I am in the process of attempting to get onto the foreign birth register, by dint of an Irish grandfather.
The application was rejected, and I will now appeal. I am looking now for advice regarding the appeal.
My case is unusual - the grandfather in question sexually abused his daughters, one of whom was my mother, and so was ostracized from the family; I never knew him, or even his name, until I began the process of collecting the necessary documenation.
From the marriage certificate of the grandfather and my grandmother, I knew his name, his fathers name, and his age on the date of the marriage. From this, from the on-line databases, there were four possible grandathers - two English, two Irish.
Of these, three had the same fathers name! but this eliminated one of the Englishmen, who did not.
Of the other Englishman, he died aged eight days old; I found his death certificate.
This left two Irishmen. For one of them, I found the death certificate, for the other, not (he could even still be alive). The man for whom I found the death certificate seemed the most likely candidate, given the professions involved.
This was the best I could do - I had no way to differentiate between them or know in any other way than the documentation that they were my grandfather - and I applied on this basis.
Note that however I did have all the required documentation for an FBR application (except for my mothers passport, and I explained why this could not be provided in an affidavit).
The application was made in November 2016, and it was two weeks ago the rejection was issued (eighteen months).
The Irish embassy where I made the application was happy with it, but it was rejected in Dublin.
I was led unofficially to understand the reason the application took so long was that Dublin felt it was having to chose which grandfather was the man in question. (There was I imagine additional delay as the case officer in the Embassy retired during the course of the application). This was eventually sorted out (I had made it clear in the covering letter which grandfather I thought was correct, and the Embassy fully agreed) but I would say by the looks of it it was in the end enough for the rejection to occur.
My original thought at this point was to find out why the application was rejected, fix that, and then proceed with an appeal.

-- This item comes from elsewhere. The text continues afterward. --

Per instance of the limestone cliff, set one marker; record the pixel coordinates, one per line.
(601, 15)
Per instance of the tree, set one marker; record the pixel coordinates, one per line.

As you would expect, my naive imagination of what occurs is completely different to what actually occurs : bureaucracy is never anything like what normal people would think it would be
There is a page on DFA which describes the appeals process;
https://dfa.ie/about-us/our-commitments/fbr-appeals/
I wrote to the FBR Appeals Officer and asked for clarification on the rejection.
I was informed there is no appeals process but a review process : the application is reviewed by a higher-level official. This seems rather pointless - if it was rejected in the first place, and is unmodified, a second rejection would be expected.
I was stonewalled regarding the cause of rejection. The rejection letter said "insufficient documentation" and nothing more, and Dublin so far is sticking to this line : "you were told why in the letter", they say.
So, down to cases.
1. After a rejection, is a review the and the only next step for that application? is it possible to provide additional documentation at this point?
2. Can I reasonably look to obtain clarification on the cause of rejection?
3. Any general advice or experience? anyone else here issued an appeal? what happened?